In his recent letter to the National Emergency Command Centre (NECC) set up by the government to spearhead the fight against COVID-19, Mr Ralikariki shows that the mining sector was already experiencing viability challenges even before the lockdown due to various factors including operational costs and poor diamond prices on the global market.
He said the already perilous situation has been aggravated by the COVID-19 induced shutdown of operations and pleads with the government to allow the mines to resume production. He warned that the mines were likely to retrench if they were not allowed to reopen immediately.
“The (Lesotho) diamond market which had already declined by 20 to 40 percent before lockdown, suffered a further substantial drop of at least 25 percent under adverse influence of the global COVID-19 pandemic. This situation has forced some companies into a broad cash flow and liquidity crisis and Liqhobong is already a victim,” Mr Ralikariki said in his recent letter to the NECC.

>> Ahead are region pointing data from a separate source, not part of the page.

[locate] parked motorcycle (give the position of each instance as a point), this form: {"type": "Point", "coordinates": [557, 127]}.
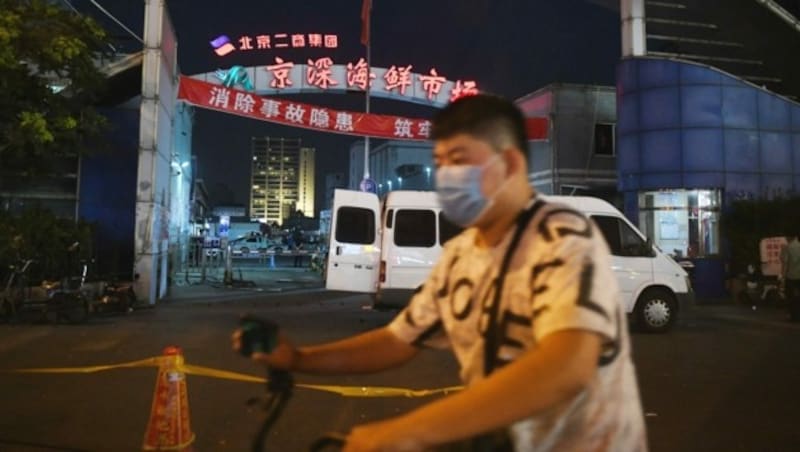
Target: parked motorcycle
{"type": "Point", "coordinates": [114, 296]}
{"type": "Point", "coordinates": [24, 295]}
{"type": "Point", "coordinates": [760, 289]}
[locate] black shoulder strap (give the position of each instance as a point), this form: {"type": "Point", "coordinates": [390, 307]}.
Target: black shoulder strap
{"type": "Point", "coordinates": [492, 334]}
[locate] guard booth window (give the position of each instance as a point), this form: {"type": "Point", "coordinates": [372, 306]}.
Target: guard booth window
{"type": "Point", "coordinates": [447, 230]}
{"type": "Point", "coordinates": [622, 239]}
{"type": "Point", "coordinates": [355, 225]}
{"type": "Point", "coordinates": [415, 228]}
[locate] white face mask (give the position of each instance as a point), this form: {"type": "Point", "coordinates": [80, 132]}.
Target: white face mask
{"type": "Point", "coordinates": [459, 190]}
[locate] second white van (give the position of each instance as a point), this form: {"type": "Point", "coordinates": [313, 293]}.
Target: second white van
{"type": "Point", "coordinates": [388, 249]}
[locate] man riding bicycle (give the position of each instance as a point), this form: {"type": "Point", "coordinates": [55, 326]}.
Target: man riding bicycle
{"type": "Point", "coordinates": [524, 296]}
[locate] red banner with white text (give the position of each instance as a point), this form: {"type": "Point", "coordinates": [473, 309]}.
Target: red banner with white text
{"type": "Point", "coordinates": [217, 97]}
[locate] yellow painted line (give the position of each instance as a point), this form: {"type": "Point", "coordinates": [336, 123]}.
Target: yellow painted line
{"type": "Point", "coordinates": [189, 369]}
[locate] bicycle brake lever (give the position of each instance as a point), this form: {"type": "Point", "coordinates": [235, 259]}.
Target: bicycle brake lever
{"type": "Point", "coordinates": [329, 439]}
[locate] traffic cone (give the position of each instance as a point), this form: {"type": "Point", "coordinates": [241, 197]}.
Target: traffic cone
{"type": "Point", "coordinates": [169, 427]}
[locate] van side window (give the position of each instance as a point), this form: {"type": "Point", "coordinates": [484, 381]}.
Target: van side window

“To survive these debilitating national and international events, the already embattled diamond mines of Lesotho request that consideration be given to allow production to resume at those mines that can still afford to do so.
“If the suspension of the operations is prolonged, then mines will be forced to retrench and maintain skeletal staff until 2021 or beyond…This will have a detrimental impact on the gross domestic product (GDP) and employment situation,” Mr Ralikariki stated.
For Letšeng Mine, the cost of care and maintenance of the plant during the lockdown is estimated at R12million weekly. Mr Ralikariki said the mine was also losing M75million weekly due to suspension of operations.
Mr Ralikariki said Kao Mine was also spending R12million weekly care and maintenance of the plant.
The government subsequently allowed the mines to re-open and each of them is working towards resuming full-scale production.
But as the case of Mothae Mine shows, the relaxation of the regulations to allow the mines to resume production does not necessarily mean the end of the challenges. The mine’s major shareholder is Australian company, Lucapa.
Mothae is the newest of the mines and it has several teething challenges to deal with. It only began commercial production in January 2019 and to date, it has produced about 30 000 carats including three diamonds of 100 carat-size or more.
Lucapa’s Managing Director Stephen Wetherall has suggested in a statement early this month that Mothae, which only began commercial production in January 2019, has some unnamed hurdles to overcome before production can resume.
“Lucapa and Mothae management continue to work with the Government of the Kingdom of Lesotho…to review recommencement scenarios for the Mothae Diamond Mine,” Mr Wetherall said in the email.
In another email, Mr Wetherall revealed that the lockdown severely affected the fledgling mine to the extent that it has to re-negotiate with its creditors for the re-scheduling of its debt repayments.
Its creditors include the Industrial Development Corporation of South Africa Limited and private Singaporean entity, Equigold Ltd.
While the relaxation of the lockdown regulations comes as a huge relief to the mining sector, the effects of the COVID-19 induced slowdown in business activity will continue to be felt for some time by Lesotho’s businesses especially the mining sector.